Unnamed: 0,UDI,Product ID,Type,Air temperature [K],Process temperature [K],Rotational speed [rpm],Torque [Nm],Tool wear [min],Machine failure,TWF,HDF,PWF,OSF,RNF
0,1,M14860,M,298.1,308.6,1551,42.8,0,0,0,0,0,0,0
1,2,L47181,L,298.2,308.7,1408,46.3,3,0,0,0,0,0,0
2,3,L47182,L,298.1,308.5,1498,49.4,5,0,0,0,0,0,0
3,4,L47183,L,298.2,308.6,1433,39.5,7,0,0,0,0,0,0
4,5,L47184,L,298.2,308.7,1408,40.0,9,0,0,0,0,0,0


In [16]:
# Clean column names
df.columns = [c.strip().replace(" ", "_").replace("[", "").replace("]", "") for c in df.columns]

In [17]:
# Convert to numeric where needed
num_cols = ['Air_temperature_K','Process_temperature_K','Rotational_speed_rpm','Torque_Nm','Tool_wear_min']
df[num_cols] = df[num_cols].apply(pd.to_numeric, errors='coerce')

In [18]:
# ======================================
# ⚙️ STEP 2: Feature Engineering
# ======================================

In [19]:
# Temperature difference
df['Temp_Diff'] = df['Process_temperature_K'] - df['Air_temperature_K']

In [20]:
# Custom severity score
df['Severity_Score'] = (df['Torque_Nm']*0.3 + df['Rotational_speed_rpm']*0.1 + df['Tool_wear_min']*0.6)

In [21]:
# Air condition category
df['Air_Condition'] = pd.cut(
    df['Air_temperature_K'],
    bins=[0,295,305,400],
    labels=['Cold','Moderate','Hot']
)

In [22]:
# Remove invalid or missing values
df = df.dropna(subset=num_cols)
df = df[(df['Torque_Nm'] > 0) & (df['Rotational_speed_rpm'] > 0)]

In [23]:
print("✅ Data cleaned & enriched successfully.")
display(df.describe())

✅ Data cleaned & enriched successfully.


Unnamed: 0,UDI,Air_temperature_K,Process_temperature_K,Rotational_speed_rpm,Torque_Nm,Tool_wear_min,Machine_failure,TWF,HDF,PWF,OSF,RNF,Temp_Diff,Severity_Score
count,10000.0,10000.0,10000.0,10000.0,10000.0,10000.0,10000.0,10000.0,10000.0,10000.0,10000.0,10000.0,10000.0,10000.0
mean,5000.5,300.00493,310.00556,1538.7761,39.98691,107.951,0.0339,0.0046,0.0115,0.0095,0.0098,0.0019,10.00063,230.644283
std,2886.89568,2.000259,1.483734,179.284096,9.968934,63.654147,0.180981,0.067671,0.106625,0.097009,0.098514,0.04355,1.001094,41.167979
min,1.0,295.3,305.7,1168.0,3.8,0.0,0.0,0.0,0.0,0.0,0.0,0.0,7.6,142.74
25%,2500.75,298.3,308.8,1423.0,33.2,53.0,0.0,0.0,0.0,0.0,0.0,0.0,9.3,197.2325
50%,5000.5,300.1,310.1,1503.0,40.1,108.0,0.0,0.0,0.0,0.0,0.0,0.0,9.8,229.935
75%,7500.25,301.5,311.1,1612.0,46.8,162.0,0.0,0.0,0.0,0.0,0.0,0.0,11.0,263.7125
max,10000.0,304.5,313.8,2886.0,76.6,253.0,1.0,1.0,1.0,1.0,1.0,1.0,12.1,413.24


In [24]:
# ======================================
# 📈 STEP 3: Exploratory Data Analysis
# ======================================

In [25]:
# Machine failure overview
failure_rate = df['Machine_failure'].mean() * 100
print(f"⚙️ Machine Failure Rate: {failure_rate:.2f}%")

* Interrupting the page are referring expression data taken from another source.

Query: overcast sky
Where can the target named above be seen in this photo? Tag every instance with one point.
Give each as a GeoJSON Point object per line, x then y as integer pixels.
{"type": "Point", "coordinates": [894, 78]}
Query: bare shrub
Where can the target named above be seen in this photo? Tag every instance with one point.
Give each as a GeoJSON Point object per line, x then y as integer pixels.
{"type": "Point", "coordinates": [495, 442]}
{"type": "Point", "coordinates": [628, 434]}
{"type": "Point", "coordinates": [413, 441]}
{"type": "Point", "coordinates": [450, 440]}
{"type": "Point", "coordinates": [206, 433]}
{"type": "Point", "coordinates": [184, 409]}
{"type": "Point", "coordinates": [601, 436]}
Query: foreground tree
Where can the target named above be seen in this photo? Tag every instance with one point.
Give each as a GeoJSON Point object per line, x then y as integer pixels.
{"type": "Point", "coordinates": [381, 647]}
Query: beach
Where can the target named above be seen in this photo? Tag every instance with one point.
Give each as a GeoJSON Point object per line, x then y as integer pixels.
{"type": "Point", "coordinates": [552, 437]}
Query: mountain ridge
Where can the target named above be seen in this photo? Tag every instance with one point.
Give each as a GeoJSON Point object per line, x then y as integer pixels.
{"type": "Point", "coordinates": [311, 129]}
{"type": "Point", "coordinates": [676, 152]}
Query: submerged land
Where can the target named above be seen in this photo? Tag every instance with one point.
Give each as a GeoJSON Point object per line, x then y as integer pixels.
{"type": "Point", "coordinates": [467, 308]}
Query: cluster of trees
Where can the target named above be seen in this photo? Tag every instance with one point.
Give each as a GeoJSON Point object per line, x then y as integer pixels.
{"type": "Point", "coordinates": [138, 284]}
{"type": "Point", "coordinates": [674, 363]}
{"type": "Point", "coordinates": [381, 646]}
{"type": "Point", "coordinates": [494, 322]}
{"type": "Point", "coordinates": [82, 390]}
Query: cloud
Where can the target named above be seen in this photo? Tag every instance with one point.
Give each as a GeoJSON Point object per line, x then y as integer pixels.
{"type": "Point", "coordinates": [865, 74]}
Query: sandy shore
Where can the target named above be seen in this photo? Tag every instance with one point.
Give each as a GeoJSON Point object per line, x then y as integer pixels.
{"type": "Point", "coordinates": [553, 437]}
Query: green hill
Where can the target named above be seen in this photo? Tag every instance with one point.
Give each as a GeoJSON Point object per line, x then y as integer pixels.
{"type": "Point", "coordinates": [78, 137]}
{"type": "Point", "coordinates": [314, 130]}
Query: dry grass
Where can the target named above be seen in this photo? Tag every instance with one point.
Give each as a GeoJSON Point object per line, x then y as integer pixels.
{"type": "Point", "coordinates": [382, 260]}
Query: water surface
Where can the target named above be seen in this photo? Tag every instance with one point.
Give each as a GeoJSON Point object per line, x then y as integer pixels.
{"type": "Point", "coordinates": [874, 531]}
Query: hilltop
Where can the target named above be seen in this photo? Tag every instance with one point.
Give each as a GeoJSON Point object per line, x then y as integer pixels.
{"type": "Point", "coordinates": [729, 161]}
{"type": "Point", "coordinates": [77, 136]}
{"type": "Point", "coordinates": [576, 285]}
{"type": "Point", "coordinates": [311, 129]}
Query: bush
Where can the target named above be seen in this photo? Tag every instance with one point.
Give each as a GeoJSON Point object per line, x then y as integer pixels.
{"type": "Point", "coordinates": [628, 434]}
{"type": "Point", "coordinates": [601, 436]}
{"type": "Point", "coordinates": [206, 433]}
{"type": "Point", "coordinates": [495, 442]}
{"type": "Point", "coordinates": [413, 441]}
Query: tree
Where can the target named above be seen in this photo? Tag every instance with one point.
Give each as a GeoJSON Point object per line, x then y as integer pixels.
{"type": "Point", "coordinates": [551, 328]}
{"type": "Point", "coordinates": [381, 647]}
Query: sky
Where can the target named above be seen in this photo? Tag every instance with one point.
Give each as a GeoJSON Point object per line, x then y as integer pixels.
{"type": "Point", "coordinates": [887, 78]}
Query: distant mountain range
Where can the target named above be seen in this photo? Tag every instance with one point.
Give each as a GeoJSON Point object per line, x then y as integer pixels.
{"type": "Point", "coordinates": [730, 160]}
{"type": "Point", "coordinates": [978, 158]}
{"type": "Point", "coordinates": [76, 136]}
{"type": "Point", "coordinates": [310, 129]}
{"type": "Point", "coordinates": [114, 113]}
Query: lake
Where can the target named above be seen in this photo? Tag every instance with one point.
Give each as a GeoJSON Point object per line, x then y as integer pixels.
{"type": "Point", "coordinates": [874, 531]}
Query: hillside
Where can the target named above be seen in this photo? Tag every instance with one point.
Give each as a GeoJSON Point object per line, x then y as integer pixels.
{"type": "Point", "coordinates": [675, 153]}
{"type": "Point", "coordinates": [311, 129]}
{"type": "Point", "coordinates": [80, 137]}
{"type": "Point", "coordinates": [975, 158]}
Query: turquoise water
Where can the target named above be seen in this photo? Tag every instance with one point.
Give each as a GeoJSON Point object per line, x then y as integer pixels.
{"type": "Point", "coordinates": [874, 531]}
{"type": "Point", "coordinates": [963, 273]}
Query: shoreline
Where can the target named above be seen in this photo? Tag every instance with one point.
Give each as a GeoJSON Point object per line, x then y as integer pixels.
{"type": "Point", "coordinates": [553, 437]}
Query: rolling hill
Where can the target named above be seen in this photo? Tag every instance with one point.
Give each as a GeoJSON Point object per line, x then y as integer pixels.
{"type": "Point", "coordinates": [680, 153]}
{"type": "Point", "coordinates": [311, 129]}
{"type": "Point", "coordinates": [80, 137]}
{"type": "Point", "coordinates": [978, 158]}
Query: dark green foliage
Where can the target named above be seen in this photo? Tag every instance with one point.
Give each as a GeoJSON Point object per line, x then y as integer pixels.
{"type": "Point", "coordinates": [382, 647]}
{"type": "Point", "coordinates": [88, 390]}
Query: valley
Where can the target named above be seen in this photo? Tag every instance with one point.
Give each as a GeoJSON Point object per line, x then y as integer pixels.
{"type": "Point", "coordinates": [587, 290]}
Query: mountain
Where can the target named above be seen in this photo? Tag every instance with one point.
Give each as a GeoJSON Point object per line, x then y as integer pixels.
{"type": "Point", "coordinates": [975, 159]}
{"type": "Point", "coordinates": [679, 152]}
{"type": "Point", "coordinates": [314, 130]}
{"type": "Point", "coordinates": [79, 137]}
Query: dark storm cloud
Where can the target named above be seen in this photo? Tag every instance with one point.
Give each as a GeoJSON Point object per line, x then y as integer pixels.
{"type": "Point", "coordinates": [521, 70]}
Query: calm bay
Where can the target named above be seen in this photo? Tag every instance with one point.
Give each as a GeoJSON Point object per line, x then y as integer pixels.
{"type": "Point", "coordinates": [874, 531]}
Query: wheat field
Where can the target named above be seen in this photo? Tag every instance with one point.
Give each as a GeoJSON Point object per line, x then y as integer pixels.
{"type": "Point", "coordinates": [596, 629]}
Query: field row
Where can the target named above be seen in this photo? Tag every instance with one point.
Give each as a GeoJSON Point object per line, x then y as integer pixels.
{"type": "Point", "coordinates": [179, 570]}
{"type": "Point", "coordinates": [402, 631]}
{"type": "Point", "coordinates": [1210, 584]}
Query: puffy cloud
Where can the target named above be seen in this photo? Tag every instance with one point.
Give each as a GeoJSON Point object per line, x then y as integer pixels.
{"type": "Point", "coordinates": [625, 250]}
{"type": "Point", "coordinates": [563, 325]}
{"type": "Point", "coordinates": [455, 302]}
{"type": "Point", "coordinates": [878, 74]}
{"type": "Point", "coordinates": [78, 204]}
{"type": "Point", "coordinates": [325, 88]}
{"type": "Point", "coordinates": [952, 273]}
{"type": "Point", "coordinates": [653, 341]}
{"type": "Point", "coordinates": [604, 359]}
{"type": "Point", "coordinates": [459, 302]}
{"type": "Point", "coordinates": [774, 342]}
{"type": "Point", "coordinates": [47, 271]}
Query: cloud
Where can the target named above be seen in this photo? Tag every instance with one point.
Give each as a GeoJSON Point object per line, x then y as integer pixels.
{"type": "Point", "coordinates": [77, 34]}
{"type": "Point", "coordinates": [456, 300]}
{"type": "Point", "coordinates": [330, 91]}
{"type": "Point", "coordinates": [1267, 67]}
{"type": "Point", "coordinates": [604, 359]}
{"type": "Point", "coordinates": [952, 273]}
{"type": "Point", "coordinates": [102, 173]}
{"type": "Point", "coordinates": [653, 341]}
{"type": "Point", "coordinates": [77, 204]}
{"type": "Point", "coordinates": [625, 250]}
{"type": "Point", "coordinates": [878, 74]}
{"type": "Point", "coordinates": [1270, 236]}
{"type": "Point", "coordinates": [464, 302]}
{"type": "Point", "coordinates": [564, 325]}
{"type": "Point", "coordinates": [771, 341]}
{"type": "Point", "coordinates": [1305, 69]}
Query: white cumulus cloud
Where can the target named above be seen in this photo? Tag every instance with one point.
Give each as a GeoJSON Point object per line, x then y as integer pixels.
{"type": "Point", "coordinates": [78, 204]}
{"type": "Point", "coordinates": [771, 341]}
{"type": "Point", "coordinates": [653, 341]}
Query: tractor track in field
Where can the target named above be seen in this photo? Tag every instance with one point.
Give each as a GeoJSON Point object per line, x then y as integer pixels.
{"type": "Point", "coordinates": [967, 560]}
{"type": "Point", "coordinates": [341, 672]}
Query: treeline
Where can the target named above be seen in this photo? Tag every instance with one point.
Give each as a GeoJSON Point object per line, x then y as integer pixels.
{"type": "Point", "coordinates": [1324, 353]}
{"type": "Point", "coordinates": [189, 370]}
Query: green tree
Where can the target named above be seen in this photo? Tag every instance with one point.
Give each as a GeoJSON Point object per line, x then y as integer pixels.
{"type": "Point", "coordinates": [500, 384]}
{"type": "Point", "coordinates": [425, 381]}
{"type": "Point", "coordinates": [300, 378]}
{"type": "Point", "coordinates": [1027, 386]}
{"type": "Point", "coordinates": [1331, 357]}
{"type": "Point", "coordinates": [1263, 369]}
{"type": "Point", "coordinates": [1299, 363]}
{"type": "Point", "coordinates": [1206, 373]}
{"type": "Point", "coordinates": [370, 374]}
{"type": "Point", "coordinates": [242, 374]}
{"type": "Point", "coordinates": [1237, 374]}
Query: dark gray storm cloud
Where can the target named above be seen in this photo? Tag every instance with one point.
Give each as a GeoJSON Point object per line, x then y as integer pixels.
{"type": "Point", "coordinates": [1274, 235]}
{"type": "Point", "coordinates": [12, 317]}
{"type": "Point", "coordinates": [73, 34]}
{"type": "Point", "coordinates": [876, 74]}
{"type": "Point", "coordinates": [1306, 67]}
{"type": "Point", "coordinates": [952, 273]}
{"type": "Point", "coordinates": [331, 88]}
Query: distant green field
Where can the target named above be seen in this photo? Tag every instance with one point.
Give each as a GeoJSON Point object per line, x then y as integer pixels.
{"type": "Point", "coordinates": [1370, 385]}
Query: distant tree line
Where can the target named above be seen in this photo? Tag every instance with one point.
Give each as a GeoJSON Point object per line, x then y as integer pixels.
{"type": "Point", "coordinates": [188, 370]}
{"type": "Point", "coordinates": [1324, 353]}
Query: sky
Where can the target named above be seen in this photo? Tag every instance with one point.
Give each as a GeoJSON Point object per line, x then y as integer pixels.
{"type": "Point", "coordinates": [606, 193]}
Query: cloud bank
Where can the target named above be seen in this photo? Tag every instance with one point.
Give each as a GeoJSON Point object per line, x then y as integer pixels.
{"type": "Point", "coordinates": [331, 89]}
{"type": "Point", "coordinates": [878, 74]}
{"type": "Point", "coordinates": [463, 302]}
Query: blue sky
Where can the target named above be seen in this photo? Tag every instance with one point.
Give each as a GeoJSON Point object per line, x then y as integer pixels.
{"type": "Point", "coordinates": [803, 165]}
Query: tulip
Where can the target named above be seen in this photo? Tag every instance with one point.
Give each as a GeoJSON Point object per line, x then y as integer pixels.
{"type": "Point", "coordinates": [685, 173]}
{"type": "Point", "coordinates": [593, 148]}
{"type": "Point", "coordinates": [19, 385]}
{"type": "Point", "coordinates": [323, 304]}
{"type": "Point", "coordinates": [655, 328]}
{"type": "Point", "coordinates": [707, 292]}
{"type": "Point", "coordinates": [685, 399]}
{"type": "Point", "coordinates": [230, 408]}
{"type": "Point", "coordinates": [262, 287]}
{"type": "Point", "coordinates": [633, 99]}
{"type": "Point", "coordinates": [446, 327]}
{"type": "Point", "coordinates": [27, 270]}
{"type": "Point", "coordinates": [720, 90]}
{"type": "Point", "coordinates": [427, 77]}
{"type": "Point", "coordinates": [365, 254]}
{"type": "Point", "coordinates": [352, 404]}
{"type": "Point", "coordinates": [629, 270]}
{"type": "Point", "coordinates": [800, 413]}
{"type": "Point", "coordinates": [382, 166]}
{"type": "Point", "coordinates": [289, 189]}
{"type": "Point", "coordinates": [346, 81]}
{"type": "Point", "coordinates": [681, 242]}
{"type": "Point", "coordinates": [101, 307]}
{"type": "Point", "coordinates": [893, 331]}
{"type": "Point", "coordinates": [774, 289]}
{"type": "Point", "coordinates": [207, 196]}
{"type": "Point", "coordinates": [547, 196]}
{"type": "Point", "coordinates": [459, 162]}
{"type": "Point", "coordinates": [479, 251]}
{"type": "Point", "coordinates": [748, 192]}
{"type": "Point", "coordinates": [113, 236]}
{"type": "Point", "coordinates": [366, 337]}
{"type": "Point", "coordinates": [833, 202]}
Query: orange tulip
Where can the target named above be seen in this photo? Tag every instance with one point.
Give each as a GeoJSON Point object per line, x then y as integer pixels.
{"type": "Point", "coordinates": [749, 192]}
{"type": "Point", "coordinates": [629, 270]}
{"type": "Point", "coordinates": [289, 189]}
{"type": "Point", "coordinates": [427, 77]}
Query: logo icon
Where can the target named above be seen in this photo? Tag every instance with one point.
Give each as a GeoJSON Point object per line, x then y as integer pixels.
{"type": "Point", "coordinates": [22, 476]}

⚙️ Machine Failure Rate: 3.39%


In [26]:
# Failure by type
failures_by_type = df.groupby('Type')['Machine_failure'].mean() * 100
print("\nFailure rate by Product Type:")
display(failures_by_type)


Failure rate by Product Type:


Type
H    2.093719
L    3.916667
M    2.769436
Name: Machine_failure, dtype: float64

In [27]:
# Temperature difference summary
display(df[['Temp_Diff','Machine_failure']].groupby('Machine_failure').describe())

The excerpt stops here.